Good Advice from Brad

Good Advice from Brad
"Let me think about this for a minute!

Need some Advice?

What gives?

Need help with something? Don't know what to wear on a date? Wonder if you should use a comma or not. Should you dump him? How can I run my best race? Should we pull the plug? How do I keep from getting so nervous before I race? What about this perm? Should I wear socks with these Teva's? Just email me and let me what kind of advice I should give.
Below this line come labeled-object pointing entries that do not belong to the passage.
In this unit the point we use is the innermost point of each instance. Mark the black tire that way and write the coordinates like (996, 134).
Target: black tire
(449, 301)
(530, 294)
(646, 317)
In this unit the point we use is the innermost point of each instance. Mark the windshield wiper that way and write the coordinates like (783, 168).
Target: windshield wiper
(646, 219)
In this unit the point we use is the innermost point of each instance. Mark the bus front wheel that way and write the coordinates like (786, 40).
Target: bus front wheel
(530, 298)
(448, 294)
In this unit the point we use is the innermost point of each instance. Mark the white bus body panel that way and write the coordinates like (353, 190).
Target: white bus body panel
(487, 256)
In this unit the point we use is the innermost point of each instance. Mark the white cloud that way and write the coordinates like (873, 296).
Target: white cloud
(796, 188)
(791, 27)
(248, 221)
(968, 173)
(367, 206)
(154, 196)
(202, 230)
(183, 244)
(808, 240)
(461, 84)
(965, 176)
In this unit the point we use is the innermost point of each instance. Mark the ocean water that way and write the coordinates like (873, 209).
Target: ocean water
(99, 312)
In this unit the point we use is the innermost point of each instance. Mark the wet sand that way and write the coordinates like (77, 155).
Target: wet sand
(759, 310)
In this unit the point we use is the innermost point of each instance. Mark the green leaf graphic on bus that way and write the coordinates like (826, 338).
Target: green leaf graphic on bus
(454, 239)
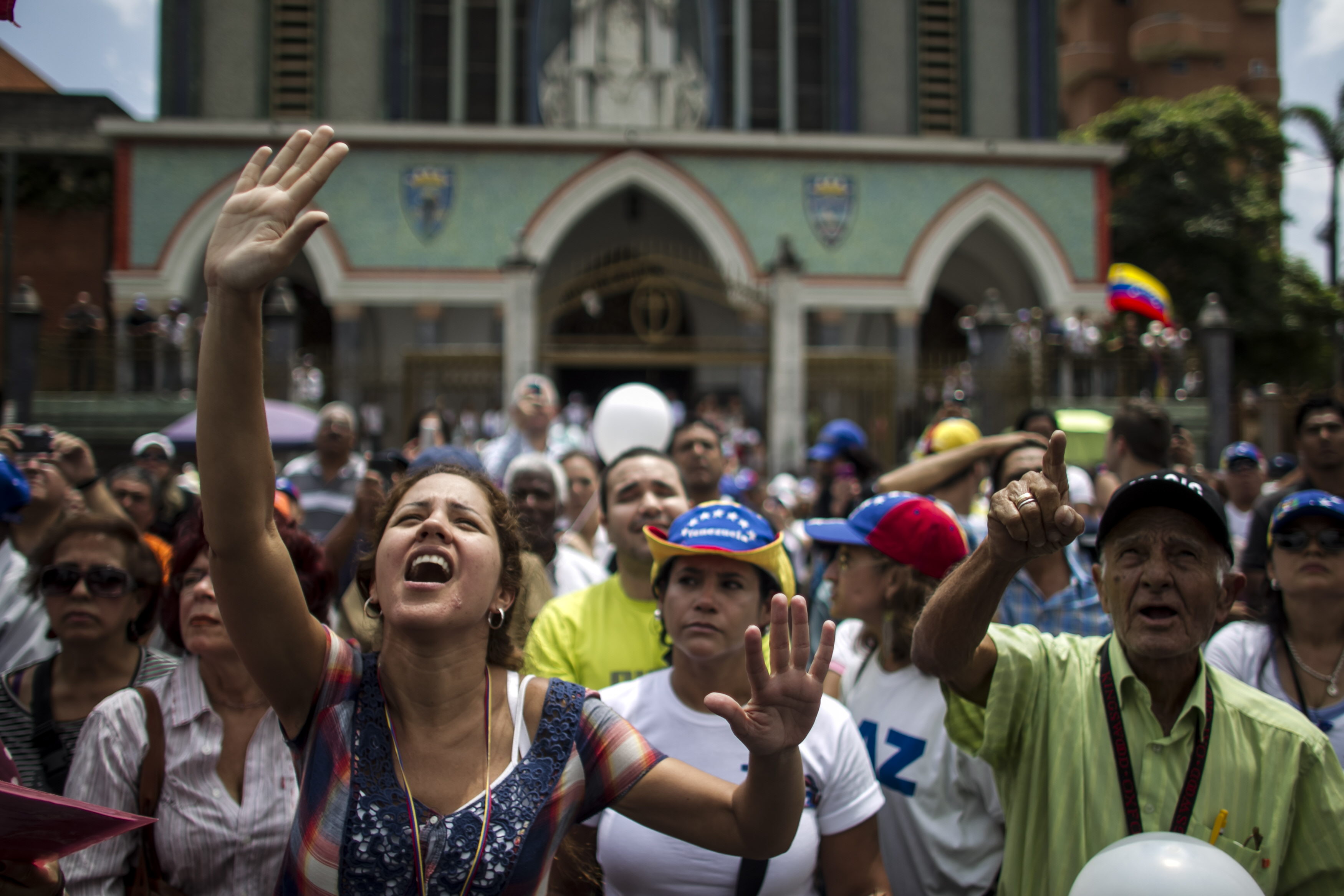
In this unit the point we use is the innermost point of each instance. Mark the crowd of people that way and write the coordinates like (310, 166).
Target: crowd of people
(519, 669)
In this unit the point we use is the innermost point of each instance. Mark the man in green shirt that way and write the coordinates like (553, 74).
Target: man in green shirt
(608, 633)
(1065, 720)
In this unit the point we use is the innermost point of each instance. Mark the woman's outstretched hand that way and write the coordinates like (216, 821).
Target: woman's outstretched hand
(264, 225)
(784, 699)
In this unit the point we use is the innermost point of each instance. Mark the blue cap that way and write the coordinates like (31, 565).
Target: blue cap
(14, 491)
(720, 528)
(835, 437)
(449, 454)
(287, 485)
(1241, 452)
(1299, 504)
(909, 528)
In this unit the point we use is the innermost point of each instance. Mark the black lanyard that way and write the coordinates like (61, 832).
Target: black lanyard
(1124, 767)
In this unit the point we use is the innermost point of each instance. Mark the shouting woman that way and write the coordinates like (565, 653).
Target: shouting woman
(433, 766)
(714, 571)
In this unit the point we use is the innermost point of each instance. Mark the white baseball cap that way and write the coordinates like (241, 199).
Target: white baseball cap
(154, 439)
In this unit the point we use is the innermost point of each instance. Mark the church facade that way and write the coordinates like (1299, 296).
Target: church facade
(790, 202)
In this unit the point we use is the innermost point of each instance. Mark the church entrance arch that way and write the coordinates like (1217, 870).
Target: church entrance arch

Monday, September 15, 2008

I had a scary pee last night..

Advice needed 1500 miles away from Brad Anderson World Headquarters. I keep having a re-occurring dream that results in me wetting the bed. It involves the Smith family basement, a wooden leg, old tools, and "IT." Do you have any suggestions for overcoming such night terrors?


John H. - Indiana

The first thing you need to realize is that your cousins are pretty awesome. Every thing you saw in that basement was real. There was no acting going on down there. Just be happy that Wade has to deal with it now. There is still an old lady in the closet at the end of the hall. She is still in that wheelchair, and that old man in Grandpa's overalls still lives beneath the stairs. The only reason we never were scared is because we befriended them. We gave them Peanut M & M's from the upstairs closet, "Honey Smacks" from the cereal cupboard, and Tab from the down stairs storage room. We also, from time to time, heated them up a Totino's pizza from the big freezer in the laundry room.
Where you need to find solace is in the fact that you are now miles away. It will take that old lady months to wheel her self to your house. In her age, I doubt she would be able to find it anyway. And un-less Wade told her, she doesn't even know where you live.
Now the guy with the wooden leg is a different story. He has a car. He could get there in a few days. But relax, he (His name's Roger by the way) found a job at "Harts", and he'd rather help fill a "Big Dipper" than kill little kids. Last time I saw him he said: "Sure killing people in Ralph and Mabel's basement was fun. I've got a lot of good memories there. The screaming, the crying, you name it. But I've moved on. That killing just didn't pay the bills like I had hoped."
See John, you have no reason to be scared. The bed wetting is actually just a bladder problem. Make sure you go potty before bed time. Lay off of the "Big Dipper's" at night. And if your body tells you it's pee pee time, then you better listen to it and go to the potty.